README for http://www.sketchengine.co.uk/KSC/
This directory contains a number of known-similarity corpus sets, designed for testing metrics for corpus similarity. For theory, documentation etc see the paper
@InProceedings{wvlc:96,
author = "Adam Kilgarriff",
title = "Using word frequency lists to measure corpus
homogeneity and similarity between corpora",
booktitle = "Proceedings, {ACL SIGDAT} workshop on very large corpora",
year = 1997,
address = "Beijing and Hong Kong",
month = "August"
}
also available (electronicaly or as hard copy) as techreport ITRI-97-07 ftp://ftp.itri.bton.ac.uk/pub/reports/ITRI-97-07.ps.gz
Each file is gzipped and tar'd. Once unzipped and untarred, you will have a directory, eg acc_gua, containing between 3 and 10 files such as
acc0_gua acc1_gua acc2_gua ...
acc and gua are acronyms for two distinct text types (in this case, "Accountancy" (a periodical) and The Guardian). The digit represents the number of tenths of the first text type, so acc2_gua is two tenths Accountancy, eight tenths Guardian. The value of the data set is that we can say with confidence that, eg, acc1_gua is more like acc2_gua than acc0_gua is like acc3_gua. See paper for fuller elucidation.

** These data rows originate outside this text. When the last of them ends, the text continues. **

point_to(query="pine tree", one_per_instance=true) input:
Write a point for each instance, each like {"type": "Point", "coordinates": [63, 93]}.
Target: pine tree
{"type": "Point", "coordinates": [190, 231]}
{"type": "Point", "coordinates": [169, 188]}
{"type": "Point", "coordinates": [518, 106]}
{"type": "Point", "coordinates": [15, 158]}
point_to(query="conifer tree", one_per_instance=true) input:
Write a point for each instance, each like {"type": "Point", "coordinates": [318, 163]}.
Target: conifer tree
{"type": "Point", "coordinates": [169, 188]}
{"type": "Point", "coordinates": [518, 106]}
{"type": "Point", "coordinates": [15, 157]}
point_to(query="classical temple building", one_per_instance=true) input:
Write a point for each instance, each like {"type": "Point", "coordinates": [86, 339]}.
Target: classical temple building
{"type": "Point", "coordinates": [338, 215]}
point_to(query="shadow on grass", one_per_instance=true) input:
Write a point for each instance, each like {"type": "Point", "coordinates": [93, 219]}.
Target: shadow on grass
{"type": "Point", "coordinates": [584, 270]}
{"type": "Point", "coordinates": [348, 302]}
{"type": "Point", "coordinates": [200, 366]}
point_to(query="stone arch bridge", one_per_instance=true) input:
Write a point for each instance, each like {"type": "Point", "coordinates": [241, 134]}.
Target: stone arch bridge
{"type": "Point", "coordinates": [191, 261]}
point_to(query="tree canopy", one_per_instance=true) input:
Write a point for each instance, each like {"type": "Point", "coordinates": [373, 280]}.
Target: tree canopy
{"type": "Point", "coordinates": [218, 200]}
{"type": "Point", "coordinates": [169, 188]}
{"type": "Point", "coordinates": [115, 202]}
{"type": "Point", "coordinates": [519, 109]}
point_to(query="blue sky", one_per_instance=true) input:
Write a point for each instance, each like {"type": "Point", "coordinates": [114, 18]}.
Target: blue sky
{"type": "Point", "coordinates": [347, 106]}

All corpora comprise 100,000 words in total.
All data is taken from the BNC (see http://info.ox.ac.uk/bnc ). BNC POS-tagging, sentence markup and BNC document references have been retained. The markup uses minimal SGML, with just 4 elements (w, s, bncDoc and c (for punctuation)) and can be easily removed by, eg, the following line of perl:
s/<[^>]+>//g
No chunk of text occurs in more than one of a set of known-similarity corpora.
At beginnings and ends of corpus 'slices', sentences are truncated. Elsewhere they will not be. Slices comprise 10,000 words (drawn from consecutive documents and files of the appropriate source in the BNC) so truncations are relatively few.
The corpora were built by taking, eg, 2 slices of Accountancy and then adding 8 of Guardian. This means that the beginnign of the corpus is of one text type, the end of another. For metrics which involve eg cross-validation, this must be born in mind before further sampling is undertaken.
Enjoy!
Adam Kilgarriff adam.kilgarriff@gmail.com